I created this pam config by copying the redhat system-auth pam config and replacing pam_unix.so with pam_winbind.so.  I did this because I wanted the radius service to only authenticate users in the Samba domain via winbindd and not local users.
Comment 10 Gerald (Jerry) Carter (dead mail address) 2006-08-04 12:25:56 UTC
Is this still a problem after the config file parsing fixes in 3.0.23a?
Comment 11 John Janosik 2006-08-07 15:16:36 UTC
I tested both PAM configuration files from comments #8 and #9 and neither work on my test samba 3.0.23a domain controller.  I have had to rebuild my test environment since I opened this bug so the configuration may not be exactly the same.

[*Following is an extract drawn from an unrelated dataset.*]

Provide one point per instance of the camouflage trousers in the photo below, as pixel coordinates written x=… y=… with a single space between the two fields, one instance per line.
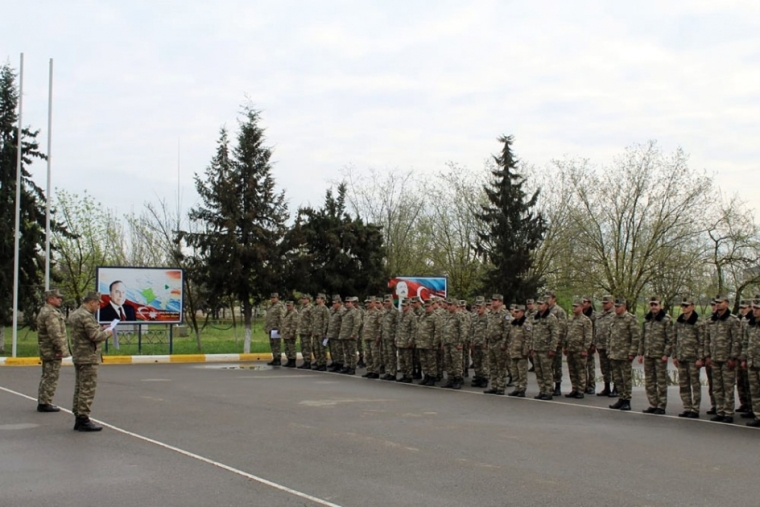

Here is what I see when using the PAM config I previously found to work after applying Guenther's patch to enable looking up password policies when running on a DC.

[root@jpjlin var]# /bin/su - user1
Password:
/bin/su: incorrect password

[root@jpjlin var]# tail /var/log/messages

Aug  7 15:12:44 jpjlin pam_winbind[16678]: user 'user1' granted access
Aug  7 15:12:44 jpjlin pam_winbind[16678]: request failed, but PAM error 0!
Aug  7 15:12:44 jpjlin pam_winbind[16678]: internal module error (retval = 3, user = `user1')

From log.wb-JPJLIN3:
[2006/08/07 15:12:44.357394, 10] lib/account_pol.c:account_policy_get(337)
  account_policy_get: name: minimum password age, val: 0
[2006/08/07 15:12:44.357452, 5] nsswitch/winbindd_pam.c:winbindd_dual_pam_auth(1319)
  Plain-text authentication for user user1 returned NT_STATUS_OK (PAM: 0)
[2006/08/07 15:12:44.357501, 10] nsswitch/winbindd_cache.c:cache_store_response(1913)
  Storing response for pid 16534, len 3240


Comment 12 John Janosik 2006-08-07 15:50:05 UTC
I realized the correct pam config after my last comment.  The following works on my 3.0.23a test DC:

#%PAM-1.0
auth        required      /lib/security/pam_env.so
auth        sufficient    /lib/security/pam_winbind.so debug
auth        required      /lib/security/pam_deny.so

account     sufficient    /lib/security/pam_ldap.so
account     sufficient    /lib/security/pam_winbind.so

password    required      /lib/security/pam_cracklib.so retry=3 type=
password    sufficient    /lib/security/pam_winbind.so debug
password    required      /lib/security/pam_deny.so

session     required      /lib/security/pam_limits.so
session     required      /lib/security/pam_winbind.so debug

This bug has been resolved since Guenther's patch to add password policy handling on a DC.  I thought this should have been mentioned in the release notes since PAM configs that worked on pre-3.0.23 DCs could be broken on upgrade, but it is late for that now.
Comment 13 Gerald (Jerry) Carter (dead mail address) 2006-08-07 16:34:06 UTC
Thanks for following up John.  Closing this one out now.